Il regista, un onesto manovale del blockbuster moderno (“The Transporter” del 2002 e “Danny the Dog” del 2005 i suoi lavori da ricordare), abbandona pertanto le istanze psicanalitiche ed edipiche di Ang Lee per tuffarsi in una classica “origin story” rettamente lineare rispetto alla fonte fumettistica: l’esperimento con le onde gamma andato male, la trasformazione e la fuga di Bruce Banner/Edward Norton in Brasile (in un’ideale continuazione col suo predecessore), dove viene alfine rintracciato e dove inizia il racconto delle sue peripezie.
Che presentano però poche novità rispetto ad un “canovaccio” di base stringato ed asfittico; più interessante, in questo senso, la prima fase ambientata nelle favelas dove la ricerca di “tranquillità” di Bruce banner si scontra con problematiche sociali e strutturali: un carnaio umano intrappolato tra povere lamiere e pronto ad implodere, con Hulk che ne rappresenta sia il risultato (ultimo) che la causa.

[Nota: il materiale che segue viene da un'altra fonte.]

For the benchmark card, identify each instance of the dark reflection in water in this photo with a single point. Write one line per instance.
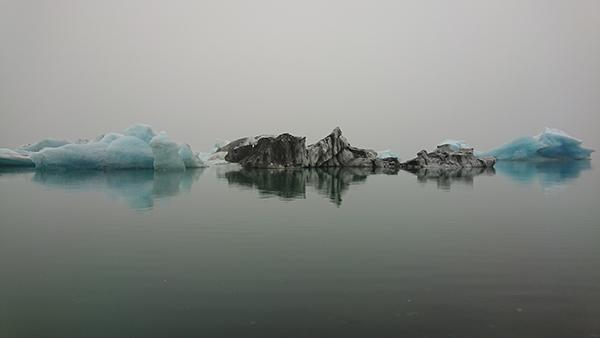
(291, 183)
(446, 178)
(137, 188)
(547, 174)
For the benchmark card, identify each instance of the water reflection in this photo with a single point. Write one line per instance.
(137, 188)
(547, 174)
(291, 183)
(446, 178)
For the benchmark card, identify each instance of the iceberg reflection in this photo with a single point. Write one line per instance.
(445, 178)
(546, 173)
(137, 188)
(291, 184)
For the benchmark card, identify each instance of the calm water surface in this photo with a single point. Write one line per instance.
(223, 252)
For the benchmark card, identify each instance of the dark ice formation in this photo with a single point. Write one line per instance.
(288, 151)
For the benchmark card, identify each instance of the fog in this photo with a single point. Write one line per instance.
(392, 74)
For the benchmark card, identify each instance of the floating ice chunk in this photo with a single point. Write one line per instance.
(455, 145)
(190, 159)
(112, 151)
(551, 144)
(386, 154)
(11, 158)
(219, 144)
(45, 143)
(142, 131)
(166, 153)
(217, 158)
(129, 152)
(72, 156)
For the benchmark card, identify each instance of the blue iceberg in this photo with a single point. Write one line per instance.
(137, 148)
(11, 158)
(551, 144)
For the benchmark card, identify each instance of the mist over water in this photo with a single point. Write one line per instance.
(400, 75)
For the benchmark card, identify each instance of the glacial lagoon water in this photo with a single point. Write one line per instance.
(224, 252)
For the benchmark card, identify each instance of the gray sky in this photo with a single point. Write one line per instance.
(392, 74)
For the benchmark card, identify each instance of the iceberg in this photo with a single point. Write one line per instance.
(166, 153)
(137, 148)
(551, 144)
(45, 143)
(387, 153)
(11, 158)
(455, 145)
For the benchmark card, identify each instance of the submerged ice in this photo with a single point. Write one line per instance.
(551, 144)
(138, 147)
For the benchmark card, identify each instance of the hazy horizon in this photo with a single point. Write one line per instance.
(392, 74)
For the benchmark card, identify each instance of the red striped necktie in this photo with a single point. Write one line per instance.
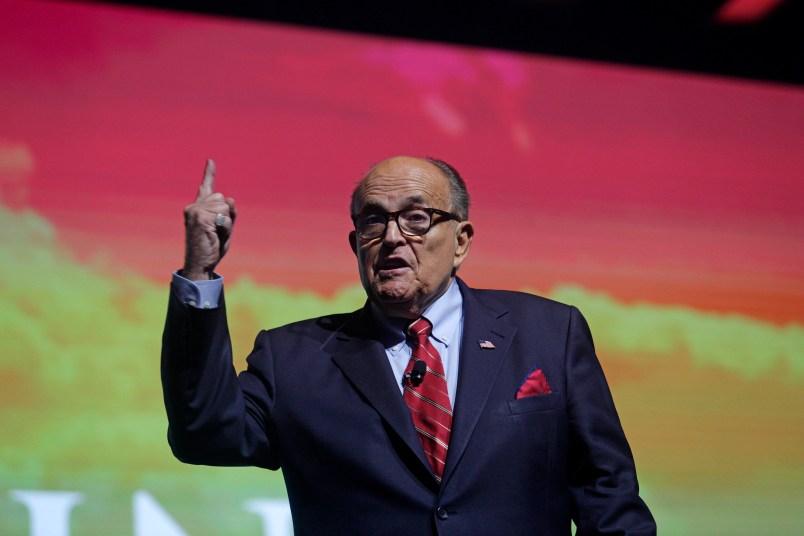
(428, 401)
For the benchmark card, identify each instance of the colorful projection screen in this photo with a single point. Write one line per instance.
(668, 207)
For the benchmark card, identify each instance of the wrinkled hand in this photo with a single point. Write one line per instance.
(205, 242)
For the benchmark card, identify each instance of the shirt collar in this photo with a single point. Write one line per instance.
(445, 314)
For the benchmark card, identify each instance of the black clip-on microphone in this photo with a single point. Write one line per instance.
(416, 374)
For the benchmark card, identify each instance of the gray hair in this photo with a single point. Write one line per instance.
(458, 194)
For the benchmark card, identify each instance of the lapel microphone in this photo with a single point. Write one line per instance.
(416, 374)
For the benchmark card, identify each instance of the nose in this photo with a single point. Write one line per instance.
(393, 235)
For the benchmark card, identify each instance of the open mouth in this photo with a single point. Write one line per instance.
(391, 266)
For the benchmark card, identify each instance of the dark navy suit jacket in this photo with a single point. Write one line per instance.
(320, 402)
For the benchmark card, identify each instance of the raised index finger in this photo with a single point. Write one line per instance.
(208, 182)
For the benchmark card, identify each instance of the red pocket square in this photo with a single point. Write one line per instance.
(534, 384)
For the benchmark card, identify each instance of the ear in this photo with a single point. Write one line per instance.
(464, 232)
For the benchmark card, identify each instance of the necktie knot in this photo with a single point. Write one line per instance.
(427, 398)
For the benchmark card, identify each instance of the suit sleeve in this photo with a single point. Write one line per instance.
(214, 418)
(602, 475)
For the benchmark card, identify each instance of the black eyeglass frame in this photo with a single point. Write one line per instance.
(395, 216)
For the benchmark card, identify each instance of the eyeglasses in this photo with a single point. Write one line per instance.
(412, 222)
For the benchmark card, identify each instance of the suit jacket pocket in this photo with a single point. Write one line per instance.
(533, 404)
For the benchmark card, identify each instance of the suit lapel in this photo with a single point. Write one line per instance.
(477, 370)
(363, 361)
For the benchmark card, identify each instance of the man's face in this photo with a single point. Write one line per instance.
(404, 274)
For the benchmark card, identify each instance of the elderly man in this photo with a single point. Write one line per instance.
(434, 409)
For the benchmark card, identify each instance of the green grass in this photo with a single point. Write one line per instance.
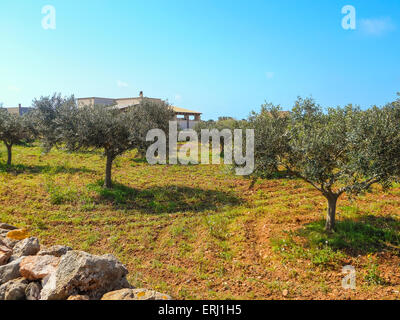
(201, 232)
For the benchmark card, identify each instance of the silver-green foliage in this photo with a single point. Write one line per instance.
(339, 150)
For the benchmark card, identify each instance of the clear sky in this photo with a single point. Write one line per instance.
(220, 57)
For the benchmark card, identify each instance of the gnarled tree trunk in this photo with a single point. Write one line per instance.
(107, 180)
(331, 214)
(9, 151)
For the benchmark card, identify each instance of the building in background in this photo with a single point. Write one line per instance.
(187, 119)
(18, 110)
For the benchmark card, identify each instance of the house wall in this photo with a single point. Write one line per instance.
(183, 124)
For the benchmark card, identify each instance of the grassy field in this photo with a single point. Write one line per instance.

La fase centrale – il ritorno a casa e l’incontro con l’amata (Betty/Liv Tayler) risulta ancora più convenzionale e scontata; preparatoria all’apoteosi finale, definisce blandamente i due antagonisti: il Gen. Ross e padre di Betty (interpretato da un astioso - da contratto – William Hurt) ed il vero cattivo della pellicola Blonsky (un Tim Roth forse fuori parte).
Per arrivare all’immancabile e auspicato scontro finale, nulla di più - per resa – di duelli urbani già visti poi in altri lidi (ma quasi avanguardistici nel 2008, anno di uscita del film), con una sufficiente “verve” visiva ed una ammirabile stringatezza delle varie fasi che conducono ad un finale “in medias res” rispetto ad un seguito a tutt’oggi non pervenuto (se non in ambito “Avengers”).
Un lavoro in definitiva poco coraggioso ed eccessivamente “mediato”, quale parte di un giocattolone più complesso e duraturo rispetto ai destini di un singolo personaggio (seppur affascinante quale Hulk), che paga inesorabilmente il raffronto “autoriale” con il lavoro precedente di Lee (molto più coraggioso ed incisivo) e, pertanto (per scelta o per virtù), “omaggiato” di una resa meramente fracassona, presto dimenticabile e non sempre divertente.